Are Compact Fluorescent Light Bulbs Safe?


You may have heard about UV rays and mercury being associated with compact fluorescent light (CFL) bulbs and therefore, you may be wondering if they could be producing UV light and mercury fumes that could be harmful to your health.

Generally, CFL bulbs are energy-efficient and safe as long as you use them as directed. The truth of the matter is that while there are different types of fluorescent bulbs on the market, they all contain mercury vapor. The issue is that when the mercury vapor is exposed to an electric current, the UV is absorbed by phosphor inside the bulb, a process that results in some UV rays being released.

UV Rays By Fluorescent Bulbs?

According to the University of California, Berkeley, lab experiments have proven that fluorescent bulbs do emit some UV rays. In some cases, it’s enough UV rays to damage people’s skin cells, the ones located directly under the skin.

But why would this happen when there is a phosphor coating? It’s because the layer of phosphor in CFL bulbs does not stay intact. It’s common for it to get cracks and chips, which allow UV rays to pass through the chips and cracks. So, do you throw out all of your CFL bulbs out of fear of getting skin cancer? The solution is to keep your distance; you don’t have to replace your fluorescent bulbs unless you want to.

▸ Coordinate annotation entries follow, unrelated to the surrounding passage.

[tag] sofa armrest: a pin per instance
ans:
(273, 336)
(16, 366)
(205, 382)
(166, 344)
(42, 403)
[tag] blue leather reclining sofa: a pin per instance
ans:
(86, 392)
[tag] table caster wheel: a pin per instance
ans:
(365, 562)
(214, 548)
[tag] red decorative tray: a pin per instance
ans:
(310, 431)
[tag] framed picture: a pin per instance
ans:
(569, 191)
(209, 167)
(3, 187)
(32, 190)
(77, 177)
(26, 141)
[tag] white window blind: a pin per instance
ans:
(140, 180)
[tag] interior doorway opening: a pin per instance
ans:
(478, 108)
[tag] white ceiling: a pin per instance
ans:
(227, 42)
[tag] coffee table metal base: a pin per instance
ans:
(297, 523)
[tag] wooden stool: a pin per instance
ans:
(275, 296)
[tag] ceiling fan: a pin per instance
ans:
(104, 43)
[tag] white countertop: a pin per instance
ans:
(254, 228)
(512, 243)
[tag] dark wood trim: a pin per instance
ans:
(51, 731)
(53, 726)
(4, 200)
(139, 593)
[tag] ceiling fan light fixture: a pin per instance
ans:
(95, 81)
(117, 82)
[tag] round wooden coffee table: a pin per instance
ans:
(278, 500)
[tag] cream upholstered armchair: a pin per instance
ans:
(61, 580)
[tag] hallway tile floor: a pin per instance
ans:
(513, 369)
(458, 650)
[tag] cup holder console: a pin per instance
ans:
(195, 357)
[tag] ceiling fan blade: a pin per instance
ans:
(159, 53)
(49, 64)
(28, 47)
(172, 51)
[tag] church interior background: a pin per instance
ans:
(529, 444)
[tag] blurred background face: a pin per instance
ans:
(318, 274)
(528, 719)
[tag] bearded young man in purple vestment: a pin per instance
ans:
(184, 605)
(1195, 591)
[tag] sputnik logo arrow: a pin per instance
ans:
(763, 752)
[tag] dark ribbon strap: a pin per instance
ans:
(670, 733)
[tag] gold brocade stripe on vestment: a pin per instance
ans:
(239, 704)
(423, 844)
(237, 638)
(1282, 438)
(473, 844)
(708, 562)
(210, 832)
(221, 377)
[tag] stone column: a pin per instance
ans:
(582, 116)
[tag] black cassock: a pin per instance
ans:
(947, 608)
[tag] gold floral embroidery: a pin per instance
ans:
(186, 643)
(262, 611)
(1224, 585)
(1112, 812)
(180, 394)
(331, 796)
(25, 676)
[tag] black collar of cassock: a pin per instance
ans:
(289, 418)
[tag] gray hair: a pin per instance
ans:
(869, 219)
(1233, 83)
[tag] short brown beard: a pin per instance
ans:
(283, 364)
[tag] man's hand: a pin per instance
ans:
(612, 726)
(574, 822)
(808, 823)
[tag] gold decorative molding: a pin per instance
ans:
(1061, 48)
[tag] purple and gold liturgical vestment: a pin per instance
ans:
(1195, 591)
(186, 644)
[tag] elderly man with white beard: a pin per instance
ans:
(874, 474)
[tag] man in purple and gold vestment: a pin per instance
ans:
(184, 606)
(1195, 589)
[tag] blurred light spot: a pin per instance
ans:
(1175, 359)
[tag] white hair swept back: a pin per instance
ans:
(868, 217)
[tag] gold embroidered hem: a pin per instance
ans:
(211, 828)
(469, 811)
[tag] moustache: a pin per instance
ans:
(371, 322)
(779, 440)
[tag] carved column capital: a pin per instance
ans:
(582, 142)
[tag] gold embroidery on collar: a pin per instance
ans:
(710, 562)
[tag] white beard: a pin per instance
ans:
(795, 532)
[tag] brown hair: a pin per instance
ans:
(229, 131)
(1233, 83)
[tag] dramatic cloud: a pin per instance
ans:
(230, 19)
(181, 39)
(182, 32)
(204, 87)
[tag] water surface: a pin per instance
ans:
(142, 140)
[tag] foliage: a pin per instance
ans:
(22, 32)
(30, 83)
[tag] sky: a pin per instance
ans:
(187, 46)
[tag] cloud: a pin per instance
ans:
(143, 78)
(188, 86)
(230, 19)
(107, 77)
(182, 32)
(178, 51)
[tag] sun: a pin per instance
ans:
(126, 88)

The university’s advice is to always make sure you are at least two or three feet away from CFL bulbs. What’s more, if the CFL bulbs happen to be behind something, such as a shade, glass, or plastic, the UV rays will reduce significantly, if not be eliminated entirely.

The key is to make sure your bare skin is not within a foot or two of a CFL bulb for more than a very short period. And to protect your eyes, do not start directly into a CFL bulb.

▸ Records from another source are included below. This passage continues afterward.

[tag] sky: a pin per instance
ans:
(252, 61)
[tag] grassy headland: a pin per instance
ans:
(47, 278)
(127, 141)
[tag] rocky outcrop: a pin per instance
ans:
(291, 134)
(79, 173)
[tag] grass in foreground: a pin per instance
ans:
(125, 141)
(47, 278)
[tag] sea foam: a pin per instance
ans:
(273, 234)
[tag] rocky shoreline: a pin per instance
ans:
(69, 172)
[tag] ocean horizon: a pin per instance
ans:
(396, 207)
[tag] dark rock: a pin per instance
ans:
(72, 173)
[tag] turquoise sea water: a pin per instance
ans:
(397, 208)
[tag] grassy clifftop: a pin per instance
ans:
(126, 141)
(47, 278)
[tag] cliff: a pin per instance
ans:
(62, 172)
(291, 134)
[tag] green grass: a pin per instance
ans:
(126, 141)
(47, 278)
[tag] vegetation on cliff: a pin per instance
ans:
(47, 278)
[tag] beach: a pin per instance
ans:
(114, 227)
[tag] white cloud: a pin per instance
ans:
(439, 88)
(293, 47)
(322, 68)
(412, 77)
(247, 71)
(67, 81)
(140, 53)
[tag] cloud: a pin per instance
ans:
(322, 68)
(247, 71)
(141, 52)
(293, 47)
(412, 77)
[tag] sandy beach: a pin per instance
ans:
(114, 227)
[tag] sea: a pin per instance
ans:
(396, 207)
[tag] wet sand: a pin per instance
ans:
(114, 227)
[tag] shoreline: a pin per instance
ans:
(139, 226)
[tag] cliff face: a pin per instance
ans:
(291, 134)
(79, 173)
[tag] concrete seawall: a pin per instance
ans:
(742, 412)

Beware of Mercury Exposure

If a CFL bulb breaks open, you’re at risk of mercury exposure. Even though there’s very little mercury in CFL bulbs, no amount of mercury exposure is safe. If a CFL breaks, open the window and vent out the room for at least 10 minutes. When cleaning up the mess, wear disposable gloves and stiff paper or wet paper towel to scoop it up. Do NOT vacuum as that can spread the vapor or powder. Dispose of everything in a sealed plastic bag.